А если револьвер не заряжен? Если вся эта мелодраматическая сцена — лишь повод подтолкнуть Вилфреда на дурацкий и необратимый жест? В рукопашной схватке Мориц легко возьмет над ним верх... Вилфред не слишком искушен в обращении с огнестрельным оружием, да и кто, глядя на револьвер — орудие смерти, — возьмется определить, хранит ли оно сейчас в себе эту смерть или же нет...
Мориц вдруг протянул руку и схватил... рюмку. Вилфред чуть было не попался на удочку, но, уж верно, ангел-хранитель вовремя удержал его.
Мориц поднял рюмку и кивнул с одобрительной улыбкой.
— Недурно, недурно! — пробормотал он.
— Лучше не бывает! — Это могло относиться и к вину. — Наверно, с интендантского склада?
Кокетливо приложив два пальца к губам, Мориц вскинул брови.
Да, наверно, вот так он сидел и забавлялся день за днем.

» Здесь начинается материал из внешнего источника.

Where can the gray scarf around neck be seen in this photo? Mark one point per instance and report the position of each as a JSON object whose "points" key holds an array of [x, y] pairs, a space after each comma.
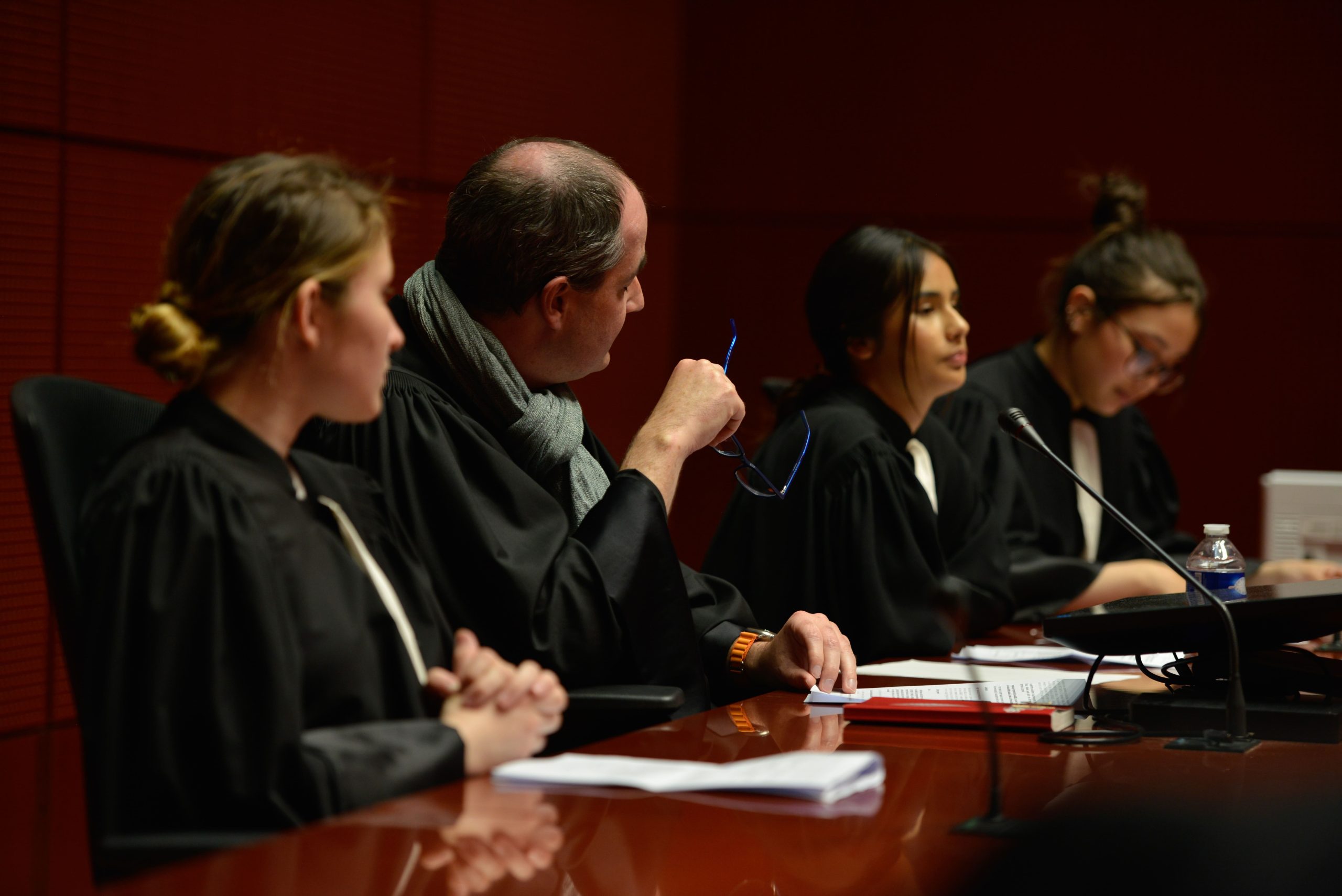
{"points": [[543, 431]]}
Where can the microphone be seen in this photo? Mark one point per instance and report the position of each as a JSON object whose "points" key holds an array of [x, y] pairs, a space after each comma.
{"points": [[1016, 424]]}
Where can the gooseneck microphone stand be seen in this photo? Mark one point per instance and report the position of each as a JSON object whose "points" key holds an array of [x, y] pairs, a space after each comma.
{"points": [[1237, 738], [952, 604]]}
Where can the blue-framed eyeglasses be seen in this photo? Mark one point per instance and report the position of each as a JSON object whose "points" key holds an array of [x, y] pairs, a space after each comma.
{"points": [[737, 451]]}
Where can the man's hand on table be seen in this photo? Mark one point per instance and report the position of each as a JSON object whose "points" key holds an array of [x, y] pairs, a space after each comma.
{"points": [[808, 650]]}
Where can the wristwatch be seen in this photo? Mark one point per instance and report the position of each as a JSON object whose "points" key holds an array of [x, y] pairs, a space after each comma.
{"points": [[737, 655]]}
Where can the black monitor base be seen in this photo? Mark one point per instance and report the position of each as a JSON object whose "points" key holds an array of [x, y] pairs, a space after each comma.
{"points": [[1187, 710], [993, 827], [1214, 742]]}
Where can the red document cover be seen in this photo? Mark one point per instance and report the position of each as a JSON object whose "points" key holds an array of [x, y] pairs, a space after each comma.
{"points": [[959, 714]]}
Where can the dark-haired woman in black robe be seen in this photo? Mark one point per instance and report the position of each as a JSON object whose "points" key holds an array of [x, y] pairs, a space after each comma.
{"points": [[1129, 311], [885, 506], [264, 648]]}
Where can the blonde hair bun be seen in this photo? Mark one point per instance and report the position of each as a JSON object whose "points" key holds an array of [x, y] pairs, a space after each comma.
{"points": [[169, 341]]}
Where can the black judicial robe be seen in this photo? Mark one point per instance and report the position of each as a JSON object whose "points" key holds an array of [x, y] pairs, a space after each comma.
{"points": [[607, 604], [1036, 501], [857, 537], [243, 670]]}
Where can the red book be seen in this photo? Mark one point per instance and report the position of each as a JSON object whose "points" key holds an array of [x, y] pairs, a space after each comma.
{"points": [[959, 714]]}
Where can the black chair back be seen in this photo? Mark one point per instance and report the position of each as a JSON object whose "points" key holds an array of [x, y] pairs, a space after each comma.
{"points": [[66, 431]]}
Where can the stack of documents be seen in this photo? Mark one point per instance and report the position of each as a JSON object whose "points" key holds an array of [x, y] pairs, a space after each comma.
{"points": [[1054, 693], [823, 777]]}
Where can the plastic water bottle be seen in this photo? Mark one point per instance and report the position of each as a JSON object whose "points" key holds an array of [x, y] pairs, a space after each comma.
{"points": [[1218, 565]]}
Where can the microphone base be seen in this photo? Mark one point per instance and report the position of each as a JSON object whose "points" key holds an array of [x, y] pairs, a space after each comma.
{"points": [[1214, 742], [993, 827]]}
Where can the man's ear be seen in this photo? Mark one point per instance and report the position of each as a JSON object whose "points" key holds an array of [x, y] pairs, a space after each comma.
{"points": [[554, 301], [309, 313], [862, 348], [1081, 309]]}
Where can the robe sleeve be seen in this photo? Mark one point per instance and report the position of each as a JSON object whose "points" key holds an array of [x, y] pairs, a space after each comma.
{"points": [[1154, 494], [602, 606], [195, 706], [1041, 584]]}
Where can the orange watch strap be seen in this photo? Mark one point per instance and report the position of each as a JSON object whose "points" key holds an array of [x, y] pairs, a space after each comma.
{"points": [[737, 656]]}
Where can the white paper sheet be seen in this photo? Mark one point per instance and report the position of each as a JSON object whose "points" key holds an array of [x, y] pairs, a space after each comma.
{"points": [[969, 671], [825, 777], [1059, 693]]}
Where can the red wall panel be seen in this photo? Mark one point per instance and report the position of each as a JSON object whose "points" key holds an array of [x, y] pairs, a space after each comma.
{"points": [[30, 63], [118, 207], [29, 220], [603, 73], [239, 78]]}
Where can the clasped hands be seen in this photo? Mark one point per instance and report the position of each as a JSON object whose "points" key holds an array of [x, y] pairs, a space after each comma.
{"points": [[500, 710]]}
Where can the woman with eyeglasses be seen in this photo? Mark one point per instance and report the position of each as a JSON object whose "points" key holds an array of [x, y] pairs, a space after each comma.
{"points": [[885, 526], [1129, 313], [265, 647]]}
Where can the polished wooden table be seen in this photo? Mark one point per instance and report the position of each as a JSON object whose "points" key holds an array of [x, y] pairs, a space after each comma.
{"points": [[475, 837]]}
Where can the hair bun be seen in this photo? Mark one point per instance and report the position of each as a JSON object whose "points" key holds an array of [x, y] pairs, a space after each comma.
{"points": [[1120, 202], [169, 341]]}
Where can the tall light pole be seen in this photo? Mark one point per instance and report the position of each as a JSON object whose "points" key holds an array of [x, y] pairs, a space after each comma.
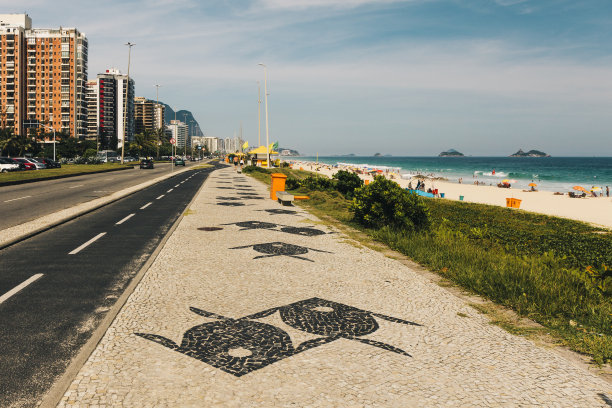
{"points": [[127, 92], [160, 118], [258, 114], [266, 102]]}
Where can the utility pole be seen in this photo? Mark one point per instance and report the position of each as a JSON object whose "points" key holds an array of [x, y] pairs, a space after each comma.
{"points": [[127, 92]]}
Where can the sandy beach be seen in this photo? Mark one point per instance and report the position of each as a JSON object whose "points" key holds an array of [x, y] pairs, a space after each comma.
{"points": [[594, 210]]}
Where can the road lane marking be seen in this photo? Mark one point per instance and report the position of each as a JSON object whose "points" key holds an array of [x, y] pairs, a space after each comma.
{"points": [[15, 199], [20, 287], [125, 219], [85, 245]]}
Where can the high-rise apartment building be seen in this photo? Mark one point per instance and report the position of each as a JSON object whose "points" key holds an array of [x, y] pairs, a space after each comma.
{"points": [[148, 115], [106, 95], [42, 77], [178, 130]]}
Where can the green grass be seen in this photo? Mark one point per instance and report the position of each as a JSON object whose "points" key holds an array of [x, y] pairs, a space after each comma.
{"points": [[534, 264], [66, 169]]}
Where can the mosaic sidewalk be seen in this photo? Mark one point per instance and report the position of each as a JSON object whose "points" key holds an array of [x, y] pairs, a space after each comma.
{"points": [[252, 304]]}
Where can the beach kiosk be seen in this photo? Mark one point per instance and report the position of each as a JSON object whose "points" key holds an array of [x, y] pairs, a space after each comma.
{"points": [[259, 155]]}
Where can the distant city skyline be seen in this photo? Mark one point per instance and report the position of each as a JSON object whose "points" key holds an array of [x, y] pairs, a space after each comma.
{"points": [[412, 77]]}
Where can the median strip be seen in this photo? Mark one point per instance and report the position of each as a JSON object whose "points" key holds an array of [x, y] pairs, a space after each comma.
{"points": [[15, 199], [85, 245], [125, 219], [20, 287]]}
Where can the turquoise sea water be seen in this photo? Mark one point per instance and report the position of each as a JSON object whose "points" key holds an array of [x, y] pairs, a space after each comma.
{"points": [[550, 173]]}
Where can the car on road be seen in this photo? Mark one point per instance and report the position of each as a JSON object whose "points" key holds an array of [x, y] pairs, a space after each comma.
{"points": [[7, 165], [50, 163], [30, 165], [146, 164]]}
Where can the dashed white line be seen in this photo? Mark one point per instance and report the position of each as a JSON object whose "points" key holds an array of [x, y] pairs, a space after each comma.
{"points": [[15, 199], [85, 245], [20, 287], [125, 219]]}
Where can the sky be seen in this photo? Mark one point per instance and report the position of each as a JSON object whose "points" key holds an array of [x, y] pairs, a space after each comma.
{"points": [[400, 77]]}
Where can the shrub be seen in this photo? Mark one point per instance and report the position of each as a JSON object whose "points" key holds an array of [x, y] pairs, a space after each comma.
{"points": [[384, 202], [347, 182], [314, 183]]}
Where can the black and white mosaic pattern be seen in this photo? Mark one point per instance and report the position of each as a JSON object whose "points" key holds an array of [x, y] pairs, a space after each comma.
{"points": [[241, 346], [272, 249], [302, 231]]}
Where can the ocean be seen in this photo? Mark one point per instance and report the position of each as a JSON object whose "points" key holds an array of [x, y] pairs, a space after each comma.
{"points": [[549, 173]]}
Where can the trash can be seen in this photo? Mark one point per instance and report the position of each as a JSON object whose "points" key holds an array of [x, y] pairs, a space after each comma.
{"points": [[278, 184]]}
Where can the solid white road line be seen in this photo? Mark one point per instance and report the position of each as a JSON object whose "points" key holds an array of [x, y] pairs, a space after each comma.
{"points": [[15, 199], [125, 219], [85, 245], [20, 287]]}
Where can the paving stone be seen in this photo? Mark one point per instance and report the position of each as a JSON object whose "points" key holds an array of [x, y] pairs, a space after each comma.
{"points": [[258, 305]]}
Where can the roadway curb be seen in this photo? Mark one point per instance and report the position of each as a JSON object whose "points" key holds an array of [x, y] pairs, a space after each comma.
{"points": [[86, 209], [17, 182], [54, 396]]}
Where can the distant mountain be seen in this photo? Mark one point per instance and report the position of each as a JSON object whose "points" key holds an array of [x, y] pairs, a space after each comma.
{"points": [[531, 153], [451, 153], [194, 128]]}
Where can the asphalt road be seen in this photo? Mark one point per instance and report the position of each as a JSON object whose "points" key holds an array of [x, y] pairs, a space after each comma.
{"points": [[76, 272], [25, 202]]}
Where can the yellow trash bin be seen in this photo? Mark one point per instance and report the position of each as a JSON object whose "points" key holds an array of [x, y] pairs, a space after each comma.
{"points": [[278, 184]]}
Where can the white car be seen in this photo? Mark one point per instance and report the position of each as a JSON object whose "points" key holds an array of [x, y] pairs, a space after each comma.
{"points": [[35, 162], [8, 165]]}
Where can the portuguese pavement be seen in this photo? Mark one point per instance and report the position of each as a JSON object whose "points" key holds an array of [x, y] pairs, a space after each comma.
{"points": [[254, 304]]}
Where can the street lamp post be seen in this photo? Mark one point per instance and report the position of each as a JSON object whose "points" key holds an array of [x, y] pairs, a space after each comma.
{"points": [[160, 118], [127, 92], [266, 102]]}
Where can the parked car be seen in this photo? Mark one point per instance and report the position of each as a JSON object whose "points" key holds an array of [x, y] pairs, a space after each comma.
{"points": [[146, 164], [51, 164], [7, 165]]}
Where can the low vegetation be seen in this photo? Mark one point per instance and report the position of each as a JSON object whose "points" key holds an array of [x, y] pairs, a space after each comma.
{"points": [[552, 270]]}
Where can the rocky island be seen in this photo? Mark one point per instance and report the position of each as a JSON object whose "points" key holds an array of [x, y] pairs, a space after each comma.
{"points": [[451, 153], [531, 153]]}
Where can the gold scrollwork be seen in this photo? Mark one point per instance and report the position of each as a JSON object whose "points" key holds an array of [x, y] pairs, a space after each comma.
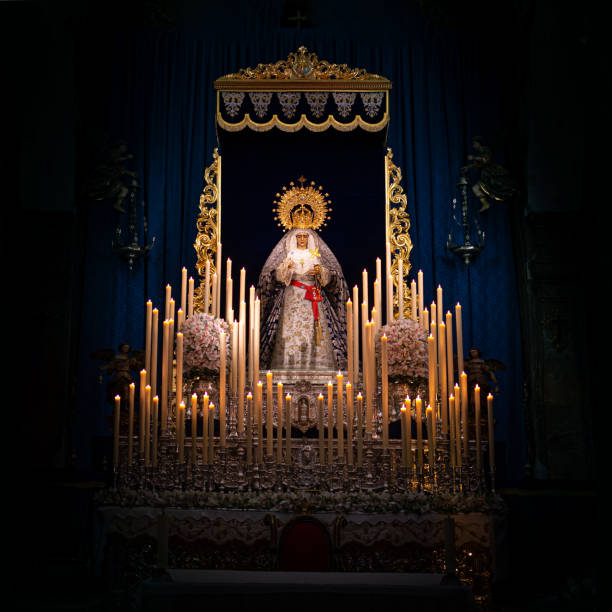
{"points": [[302, 65], [208, 226], [398, 224]]}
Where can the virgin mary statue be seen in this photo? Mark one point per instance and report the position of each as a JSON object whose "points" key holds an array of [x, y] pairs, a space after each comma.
{"points": [[303, 296]]}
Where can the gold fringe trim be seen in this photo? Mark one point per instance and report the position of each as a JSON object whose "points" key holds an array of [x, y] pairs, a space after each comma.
{"points": [[303, 122]]}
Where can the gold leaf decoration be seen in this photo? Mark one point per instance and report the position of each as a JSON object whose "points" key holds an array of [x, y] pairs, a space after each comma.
{"points": [[304, 66], [208, 227], [399, 236]]}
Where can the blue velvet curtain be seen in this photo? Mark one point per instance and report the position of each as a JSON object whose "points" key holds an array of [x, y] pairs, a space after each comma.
{"points": [[163, 106]]}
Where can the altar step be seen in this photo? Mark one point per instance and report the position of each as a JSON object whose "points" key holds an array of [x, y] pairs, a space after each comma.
{"points": [[302, 592]]}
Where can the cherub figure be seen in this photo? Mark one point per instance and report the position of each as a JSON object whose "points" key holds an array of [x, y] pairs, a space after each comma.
{"points": [[494, 180], [480, 372], [111, 180], [120, 365]]}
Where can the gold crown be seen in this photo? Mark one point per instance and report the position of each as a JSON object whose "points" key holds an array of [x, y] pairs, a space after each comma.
{"points": [[303, 207]]}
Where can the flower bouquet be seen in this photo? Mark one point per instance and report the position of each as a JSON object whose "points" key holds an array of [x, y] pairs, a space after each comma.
{"points": [[408, 358], [201, 346]]}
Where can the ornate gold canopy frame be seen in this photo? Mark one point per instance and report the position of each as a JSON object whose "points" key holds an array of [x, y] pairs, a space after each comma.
{"points": [[303, 72]]}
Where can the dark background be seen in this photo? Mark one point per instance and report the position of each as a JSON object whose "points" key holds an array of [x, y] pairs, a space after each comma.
{"points": [[78, 76]]}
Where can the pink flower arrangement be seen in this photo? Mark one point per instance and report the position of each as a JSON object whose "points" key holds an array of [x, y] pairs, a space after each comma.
{"points": [[201, 344], [406, 349]]}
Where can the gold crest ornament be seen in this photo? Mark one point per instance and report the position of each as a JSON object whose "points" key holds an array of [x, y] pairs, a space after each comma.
{"points": [[303, 207]]}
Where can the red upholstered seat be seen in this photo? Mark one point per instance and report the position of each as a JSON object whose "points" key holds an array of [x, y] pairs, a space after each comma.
{"points": [[304, 546]]}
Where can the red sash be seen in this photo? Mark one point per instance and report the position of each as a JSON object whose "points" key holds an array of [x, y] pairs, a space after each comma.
{"points": [[312, 294]]}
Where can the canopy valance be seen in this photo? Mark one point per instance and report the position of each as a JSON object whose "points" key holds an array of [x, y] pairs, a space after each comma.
{"points": [[302, 92]]}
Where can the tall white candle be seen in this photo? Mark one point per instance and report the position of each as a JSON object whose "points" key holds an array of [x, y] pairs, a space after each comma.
{"points": [[219, 274], [288, 419], [477, 418], [349, 422], [450, 373], [279, 422], [330, 422], [400, 288], [384, 359], [251, 341], [194, 428], [147, 425], [459, 331], [179, 367], [229, 304], [349, 338], [269, 415], [355, 373], [148, 338], [155, 420], [142, 409], [419, 424], [321, 428], [256, 338], [215, 289], [404, 421], [132, 393], [207, 287], [491, 432], [421, 298], [190, 294], [444, 390], [340, 412], [222, 384], [184, 289], [180, 431], [432, 376], [242, 286], [259, 419], [205, 402], [154, 343], [389, 299], [211, 432], [241, 373], [235, 357], [249, 428], [167, 302], [359, 429], [164, 385], [116, 426], [464, 412]]}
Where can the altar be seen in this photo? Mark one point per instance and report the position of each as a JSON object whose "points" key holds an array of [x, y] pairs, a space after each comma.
{"points": [[297, 407]]}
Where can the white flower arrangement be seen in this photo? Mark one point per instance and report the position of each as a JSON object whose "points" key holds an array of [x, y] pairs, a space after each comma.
{"points": [[406, 350], [345, 502], [201, 345]]}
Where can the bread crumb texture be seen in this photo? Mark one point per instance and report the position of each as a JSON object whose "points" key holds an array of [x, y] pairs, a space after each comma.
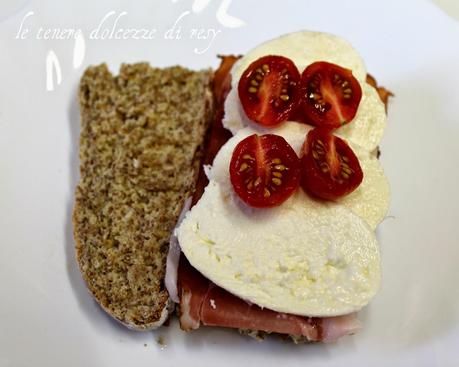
{"points": [[140, 148]]}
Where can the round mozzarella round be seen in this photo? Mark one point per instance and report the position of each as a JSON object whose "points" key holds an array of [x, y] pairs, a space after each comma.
{"points": [[303, 257]]}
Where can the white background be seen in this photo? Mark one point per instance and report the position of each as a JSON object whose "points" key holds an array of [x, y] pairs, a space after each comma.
{"points": [[47, 317]]}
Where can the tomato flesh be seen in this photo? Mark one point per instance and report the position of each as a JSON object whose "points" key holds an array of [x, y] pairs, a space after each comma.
{"points": [[269, 90], [330, 95], [329, 167], [264, 170]]}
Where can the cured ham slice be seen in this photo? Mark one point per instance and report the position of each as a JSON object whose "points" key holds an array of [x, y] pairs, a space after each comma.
{"points": [[204, 303]]}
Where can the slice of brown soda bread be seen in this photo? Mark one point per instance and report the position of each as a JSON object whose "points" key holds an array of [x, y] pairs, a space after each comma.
{"points": [[142, 136]]}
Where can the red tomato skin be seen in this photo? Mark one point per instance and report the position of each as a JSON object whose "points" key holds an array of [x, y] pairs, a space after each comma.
{"points": [[276, 147], [252, 104], [348, 106], [319, 184]]}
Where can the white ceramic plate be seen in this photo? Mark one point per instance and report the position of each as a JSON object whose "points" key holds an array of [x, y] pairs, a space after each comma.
{"points": [[48, 318]]}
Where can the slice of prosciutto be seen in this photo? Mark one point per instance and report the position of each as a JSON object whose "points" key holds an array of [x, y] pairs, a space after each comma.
{"points": [[204, 303]]}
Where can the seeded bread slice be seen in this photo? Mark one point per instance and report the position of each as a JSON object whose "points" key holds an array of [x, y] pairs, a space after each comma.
{"points": [[142, 134]]}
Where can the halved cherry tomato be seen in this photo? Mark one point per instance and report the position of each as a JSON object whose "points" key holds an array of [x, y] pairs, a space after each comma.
{"points": [[329, 167], [269, 90], [330, 94], [264, 170]]}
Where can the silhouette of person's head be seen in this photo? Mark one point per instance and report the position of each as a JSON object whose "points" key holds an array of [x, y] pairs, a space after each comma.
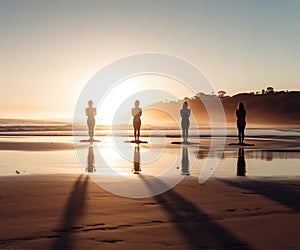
{"points": [[241, 106], [185, 105]]}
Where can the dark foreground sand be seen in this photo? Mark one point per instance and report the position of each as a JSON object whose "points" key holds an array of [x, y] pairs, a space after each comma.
{"points": [[71, 212]]}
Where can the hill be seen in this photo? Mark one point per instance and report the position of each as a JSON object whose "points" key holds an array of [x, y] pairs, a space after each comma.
{"points": [[278, 109]]}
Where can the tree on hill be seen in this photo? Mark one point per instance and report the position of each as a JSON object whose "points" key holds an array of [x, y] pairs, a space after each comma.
{"points": [[270, 90]]}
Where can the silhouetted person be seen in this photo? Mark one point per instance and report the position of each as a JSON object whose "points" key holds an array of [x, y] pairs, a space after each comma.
{"points": [[91, 160], [185, 164], [241, 121], [241, 164], [90, 113], [136, 160], [185, 113], [136, 113]]}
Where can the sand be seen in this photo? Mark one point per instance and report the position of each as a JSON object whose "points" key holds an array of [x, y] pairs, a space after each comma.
{"points": [[69, 211]]}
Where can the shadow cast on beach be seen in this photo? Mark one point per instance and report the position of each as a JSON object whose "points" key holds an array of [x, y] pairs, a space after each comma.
{"points": [[283, 193], [73, 211], [199, 230]]}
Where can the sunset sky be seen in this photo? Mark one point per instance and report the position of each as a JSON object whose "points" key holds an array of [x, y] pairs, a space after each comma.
{"points": [[50, 49]]}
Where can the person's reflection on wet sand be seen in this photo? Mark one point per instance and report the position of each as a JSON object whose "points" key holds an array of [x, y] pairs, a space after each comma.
{"points": [[136, 160], [241, 163], [185, 161], [91, 160]]}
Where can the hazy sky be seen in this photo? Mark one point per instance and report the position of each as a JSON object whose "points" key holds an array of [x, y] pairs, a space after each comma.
{"points": [[49, 49]]}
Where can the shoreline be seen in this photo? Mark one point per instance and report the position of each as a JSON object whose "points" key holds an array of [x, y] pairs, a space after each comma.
{"points": [[266, 144]]}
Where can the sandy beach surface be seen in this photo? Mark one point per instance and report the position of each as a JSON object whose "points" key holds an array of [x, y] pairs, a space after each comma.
{"points": [[69, 211]]}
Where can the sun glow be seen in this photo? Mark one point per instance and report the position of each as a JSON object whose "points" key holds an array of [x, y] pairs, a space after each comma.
{"points": [[117, 103]]}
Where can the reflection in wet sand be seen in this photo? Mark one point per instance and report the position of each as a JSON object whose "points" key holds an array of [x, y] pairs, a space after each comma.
{"points": [[91, 160], [185, 161], [136, 160], [241, 163]]}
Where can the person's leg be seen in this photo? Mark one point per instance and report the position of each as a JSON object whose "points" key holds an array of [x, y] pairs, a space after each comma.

А теперь у него появился зритель...
— Слишком поздно... — вдруг тихо произнес Вилфред. И поскольку тот, другой, не отозвался, он продолжал: — Я полагаю, это в природе вещей. Человек взрослеет рывками. И причины, побудившие нас в свое время сделать то-то и то-то, впоследствии уже недействительны, да их даже и не вспомнишь! Кажется, будто все предопределено заранее.